The House voted today to move school board elections
to either May or November, on election days in years when primary or general elections are set. The vote was 59-19, with six voting present.
Elections are now generally in September, though districts have the option to hold elections in November.
The bill is touted as a way to increase voter participation. School officials have resisted the move for years, preferring to hold school elections in which people specifically interested in school officials vote.
Objections were raised to difficulties in overlaying school districts with other elections. Rep. Michael John Gray
said county clerks were neutral on this bill only because a worse bill has been filed in the Senate. Gray also suggested that, inevitably, partisan concerns would get intertwined with school elections .

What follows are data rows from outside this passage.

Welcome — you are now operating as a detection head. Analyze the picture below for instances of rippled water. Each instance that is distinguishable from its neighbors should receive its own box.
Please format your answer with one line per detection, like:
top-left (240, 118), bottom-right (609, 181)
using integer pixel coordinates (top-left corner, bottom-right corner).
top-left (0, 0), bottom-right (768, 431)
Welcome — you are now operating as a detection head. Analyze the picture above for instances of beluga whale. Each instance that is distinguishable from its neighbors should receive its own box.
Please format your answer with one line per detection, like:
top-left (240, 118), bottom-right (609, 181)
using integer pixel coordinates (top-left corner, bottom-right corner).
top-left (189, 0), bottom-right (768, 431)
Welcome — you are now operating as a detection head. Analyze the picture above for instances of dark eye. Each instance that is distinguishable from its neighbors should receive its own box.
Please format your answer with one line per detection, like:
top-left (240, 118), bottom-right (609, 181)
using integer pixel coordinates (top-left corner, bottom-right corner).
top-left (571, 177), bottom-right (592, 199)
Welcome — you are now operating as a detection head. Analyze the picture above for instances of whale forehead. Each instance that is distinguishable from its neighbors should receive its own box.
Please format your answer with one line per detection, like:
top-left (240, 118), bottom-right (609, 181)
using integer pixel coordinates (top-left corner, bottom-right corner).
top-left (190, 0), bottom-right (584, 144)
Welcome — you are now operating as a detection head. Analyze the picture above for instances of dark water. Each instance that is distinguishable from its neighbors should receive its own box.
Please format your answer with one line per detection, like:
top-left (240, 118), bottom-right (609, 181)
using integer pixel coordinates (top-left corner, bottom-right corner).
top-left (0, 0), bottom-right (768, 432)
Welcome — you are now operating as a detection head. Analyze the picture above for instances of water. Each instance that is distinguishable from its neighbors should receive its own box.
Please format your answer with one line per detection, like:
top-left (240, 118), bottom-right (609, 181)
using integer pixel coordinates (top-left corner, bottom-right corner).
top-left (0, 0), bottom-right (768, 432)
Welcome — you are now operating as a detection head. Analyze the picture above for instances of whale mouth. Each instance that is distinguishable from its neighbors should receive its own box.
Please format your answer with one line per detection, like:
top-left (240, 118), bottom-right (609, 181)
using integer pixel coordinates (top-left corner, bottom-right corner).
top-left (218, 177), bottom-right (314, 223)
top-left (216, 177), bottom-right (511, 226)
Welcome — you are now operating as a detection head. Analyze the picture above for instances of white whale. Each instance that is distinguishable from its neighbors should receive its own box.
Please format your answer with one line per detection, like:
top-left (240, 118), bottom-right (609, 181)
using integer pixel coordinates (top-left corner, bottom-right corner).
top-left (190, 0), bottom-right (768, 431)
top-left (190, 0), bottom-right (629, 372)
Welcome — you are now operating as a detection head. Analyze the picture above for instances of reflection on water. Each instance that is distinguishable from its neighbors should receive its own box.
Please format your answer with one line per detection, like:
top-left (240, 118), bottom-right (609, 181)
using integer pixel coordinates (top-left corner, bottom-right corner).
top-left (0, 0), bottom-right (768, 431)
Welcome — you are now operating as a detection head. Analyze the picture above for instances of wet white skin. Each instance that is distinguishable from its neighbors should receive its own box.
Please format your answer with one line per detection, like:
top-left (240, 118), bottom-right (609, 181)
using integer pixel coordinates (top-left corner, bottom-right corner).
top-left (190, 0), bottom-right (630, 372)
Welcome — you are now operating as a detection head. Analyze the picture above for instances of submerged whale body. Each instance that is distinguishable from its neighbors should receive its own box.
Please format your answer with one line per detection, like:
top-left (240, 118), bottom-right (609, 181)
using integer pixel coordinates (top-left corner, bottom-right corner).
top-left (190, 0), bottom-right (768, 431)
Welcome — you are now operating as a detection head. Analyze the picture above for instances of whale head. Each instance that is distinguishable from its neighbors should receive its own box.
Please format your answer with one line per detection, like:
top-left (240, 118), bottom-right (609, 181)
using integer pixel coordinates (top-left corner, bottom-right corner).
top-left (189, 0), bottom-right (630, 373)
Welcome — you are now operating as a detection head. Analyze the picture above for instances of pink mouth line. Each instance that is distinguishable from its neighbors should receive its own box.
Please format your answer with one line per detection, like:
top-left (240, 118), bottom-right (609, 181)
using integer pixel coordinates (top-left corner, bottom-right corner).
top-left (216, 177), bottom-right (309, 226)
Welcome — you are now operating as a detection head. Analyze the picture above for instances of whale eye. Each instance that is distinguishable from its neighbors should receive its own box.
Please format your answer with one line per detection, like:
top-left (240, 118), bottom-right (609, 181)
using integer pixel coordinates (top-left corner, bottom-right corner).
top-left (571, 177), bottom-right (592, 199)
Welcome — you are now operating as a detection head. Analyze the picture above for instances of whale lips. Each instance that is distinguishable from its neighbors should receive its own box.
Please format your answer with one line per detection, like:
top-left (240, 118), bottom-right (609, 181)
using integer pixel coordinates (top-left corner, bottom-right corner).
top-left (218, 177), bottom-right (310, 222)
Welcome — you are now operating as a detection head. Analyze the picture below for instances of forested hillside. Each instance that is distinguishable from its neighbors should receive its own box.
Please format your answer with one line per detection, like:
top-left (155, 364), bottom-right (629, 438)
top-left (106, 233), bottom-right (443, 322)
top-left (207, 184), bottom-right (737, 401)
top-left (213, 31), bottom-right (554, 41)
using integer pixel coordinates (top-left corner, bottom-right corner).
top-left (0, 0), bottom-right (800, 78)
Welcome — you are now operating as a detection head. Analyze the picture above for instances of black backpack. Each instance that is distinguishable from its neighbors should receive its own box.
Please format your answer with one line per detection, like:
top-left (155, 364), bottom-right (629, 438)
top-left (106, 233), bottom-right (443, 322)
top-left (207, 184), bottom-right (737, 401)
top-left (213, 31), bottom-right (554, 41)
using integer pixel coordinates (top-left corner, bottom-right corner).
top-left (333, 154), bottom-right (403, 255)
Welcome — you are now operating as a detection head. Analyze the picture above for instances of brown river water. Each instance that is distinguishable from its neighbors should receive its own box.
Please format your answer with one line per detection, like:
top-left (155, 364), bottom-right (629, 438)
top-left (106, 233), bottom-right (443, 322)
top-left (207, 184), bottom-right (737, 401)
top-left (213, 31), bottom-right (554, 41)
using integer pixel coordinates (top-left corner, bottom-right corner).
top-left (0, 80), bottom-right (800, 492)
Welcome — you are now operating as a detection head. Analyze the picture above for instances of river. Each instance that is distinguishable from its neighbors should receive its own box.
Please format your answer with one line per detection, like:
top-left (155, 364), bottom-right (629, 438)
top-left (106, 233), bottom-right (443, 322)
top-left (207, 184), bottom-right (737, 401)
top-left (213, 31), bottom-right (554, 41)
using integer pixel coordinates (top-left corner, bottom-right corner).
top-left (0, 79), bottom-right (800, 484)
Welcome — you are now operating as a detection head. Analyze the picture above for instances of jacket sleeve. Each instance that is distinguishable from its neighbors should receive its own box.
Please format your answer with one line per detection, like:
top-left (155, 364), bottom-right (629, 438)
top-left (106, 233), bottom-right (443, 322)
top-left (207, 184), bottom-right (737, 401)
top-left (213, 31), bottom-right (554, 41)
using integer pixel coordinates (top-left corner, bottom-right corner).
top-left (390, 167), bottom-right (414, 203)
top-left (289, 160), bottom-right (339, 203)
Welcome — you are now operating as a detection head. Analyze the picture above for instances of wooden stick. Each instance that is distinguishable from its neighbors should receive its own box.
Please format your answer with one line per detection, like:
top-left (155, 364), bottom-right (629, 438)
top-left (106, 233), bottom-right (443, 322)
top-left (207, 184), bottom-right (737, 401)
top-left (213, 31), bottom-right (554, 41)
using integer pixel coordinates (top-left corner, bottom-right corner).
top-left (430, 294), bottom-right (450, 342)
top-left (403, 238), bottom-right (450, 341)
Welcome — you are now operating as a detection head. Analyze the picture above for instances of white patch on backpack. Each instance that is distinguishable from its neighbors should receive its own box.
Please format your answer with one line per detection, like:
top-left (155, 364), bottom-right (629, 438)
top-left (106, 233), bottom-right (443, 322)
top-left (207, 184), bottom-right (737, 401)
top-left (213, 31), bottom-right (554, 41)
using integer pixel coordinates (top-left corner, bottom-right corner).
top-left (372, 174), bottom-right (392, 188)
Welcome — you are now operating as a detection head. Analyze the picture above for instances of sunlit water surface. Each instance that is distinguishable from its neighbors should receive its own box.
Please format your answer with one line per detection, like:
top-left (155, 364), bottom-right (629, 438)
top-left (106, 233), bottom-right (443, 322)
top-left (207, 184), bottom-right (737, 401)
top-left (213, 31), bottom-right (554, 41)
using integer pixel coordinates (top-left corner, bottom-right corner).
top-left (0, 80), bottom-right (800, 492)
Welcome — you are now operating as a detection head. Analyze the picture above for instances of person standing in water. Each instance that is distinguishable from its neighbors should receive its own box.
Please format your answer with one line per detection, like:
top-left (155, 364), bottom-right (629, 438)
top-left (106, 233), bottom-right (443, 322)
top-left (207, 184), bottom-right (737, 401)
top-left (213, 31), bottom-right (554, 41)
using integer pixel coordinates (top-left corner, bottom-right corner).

This bill applies only to school board races. Separate legislation aims at tax elections.
Rep. John Walker
argued the bill was about Pulaski County and putting control of elections in the hands of people with most resources, such as the chamber of commerce. It's about "doctoring the election system" to help those who already have advantages, he said.
Rep. Mark Lowery
disputed the notion that partisan feelings would cross over into school races. He touted the big turnout at the Pulaski County School District election last November. True. It also was an election also marked by unprecedented spending by Little Rock corporate interests in the slate of candidates that dominated the election.
Lowery said virtually all states hold elections in May or November. "We'd be moving into the mainstream of wanting our electorate to be familiar with who their school boards are."